Was Ensign, whose parents just happened to give $96,000 to Cynthia Hampton and her family, trying to buy the couple's silence? Despite such troubling questions, the Ensign controversy barely exists on television -- although CNN's Dana Bash did manage to stake him out for a quick interview in which the senator said he'd violated no ethical rules and has no plans to resign.

The Ensign story is complicated and not very visual. Letterman is far more famous. So the comic is turned into media fodder and the officeholder largely stays under the radar.

Left unmentioned in Howard Kurtz's half-hearted attempt to explain why David Lettermen has gotten so much more media attention than John Ensign: Howard Kurtz's own obsession with the Letterman story. Marcy Wheeler documented that obsession last Tuesday, and it has continued to this day.

So, Kurtz himself has been obsessed with Letterman -- and has fanned the flames of the Letterman story as much as anyone. And now he purports to analyze why the media -- as if he isn't part of it -- has paid so much attention to Letterman, without ever once mentioning his own role or motivations.

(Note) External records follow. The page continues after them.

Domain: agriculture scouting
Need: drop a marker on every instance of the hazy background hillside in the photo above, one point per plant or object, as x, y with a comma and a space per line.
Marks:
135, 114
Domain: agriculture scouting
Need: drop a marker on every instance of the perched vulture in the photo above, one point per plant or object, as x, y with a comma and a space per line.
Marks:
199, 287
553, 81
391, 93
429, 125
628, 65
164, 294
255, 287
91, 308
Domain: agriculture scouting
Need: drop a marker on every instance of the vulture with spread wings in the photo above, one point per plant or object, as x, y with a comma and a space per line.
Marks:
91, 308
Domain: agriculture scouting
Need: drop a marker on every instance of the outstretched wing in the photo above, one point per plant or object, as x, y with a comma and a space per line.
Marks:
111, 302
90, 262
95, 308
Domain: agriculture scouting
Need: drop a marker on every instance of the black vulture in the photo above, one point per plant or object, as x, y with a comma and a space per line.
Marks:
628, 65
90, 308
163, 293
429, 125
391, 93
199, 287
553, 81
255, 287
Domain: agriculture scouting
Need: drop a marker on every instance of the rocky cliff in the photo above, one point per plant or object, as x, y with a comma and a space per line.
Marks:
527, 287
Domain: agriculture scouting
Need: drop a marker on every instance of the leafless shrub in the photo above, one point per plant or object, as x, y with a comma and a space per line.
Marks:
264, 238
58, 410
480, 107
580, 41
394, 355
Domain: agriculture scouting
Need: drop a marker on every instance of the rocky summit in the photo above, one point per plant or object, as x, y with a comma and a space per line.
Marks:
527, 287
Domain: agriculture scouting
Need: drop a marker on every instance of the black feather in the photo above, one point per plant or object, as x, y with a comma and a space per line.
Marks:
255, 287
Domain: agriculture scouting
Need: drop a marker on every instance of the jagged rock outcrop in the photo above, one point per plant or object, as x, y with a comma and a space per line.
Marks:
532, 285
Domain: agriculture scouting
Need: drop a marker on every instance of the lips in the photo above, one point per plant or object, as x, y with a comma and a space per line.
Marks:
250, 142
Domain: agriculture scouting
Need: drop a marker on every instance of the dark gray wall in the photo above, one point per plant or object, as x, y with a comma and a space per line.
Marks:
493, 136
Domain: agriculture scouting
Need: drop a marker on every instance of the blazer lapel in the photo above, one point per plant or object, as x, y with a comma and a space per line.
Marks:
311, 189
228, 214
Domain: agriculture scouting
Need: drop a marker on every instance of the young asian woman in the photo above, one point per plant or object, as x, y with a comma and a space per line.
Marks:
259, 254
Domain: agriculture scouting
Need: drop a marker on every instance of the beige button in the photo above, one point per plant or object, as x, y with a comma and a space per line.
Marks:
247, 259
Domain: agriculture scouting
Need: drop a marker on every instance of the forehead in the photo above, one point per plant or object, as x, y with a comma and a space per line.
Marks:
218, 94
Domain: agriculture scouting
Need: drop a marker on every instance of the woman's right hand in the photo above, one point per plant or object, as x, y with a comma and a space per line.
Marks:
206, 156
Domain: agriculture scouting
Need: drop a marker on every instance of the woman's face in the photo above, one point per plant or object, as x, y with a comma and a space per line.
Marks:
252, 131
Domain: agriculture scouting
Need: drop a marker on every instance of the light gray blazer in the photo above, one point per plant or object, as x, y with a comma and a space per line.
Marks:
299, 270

Instead, he offers up the absolutely inane explanation that the Ensign story hasn't gotten more attention because it's too complicated. Really? We're supposed to believe the media can't figure out how to report that a Senator had an affair with one of his staffers -- who happened to be married to another of his staffers -- then tried to buy the couples' silence by giving them $96,000 from his parents and getting the husband a new job?

Seems like something they could figure out how to cover if they put their minds to it.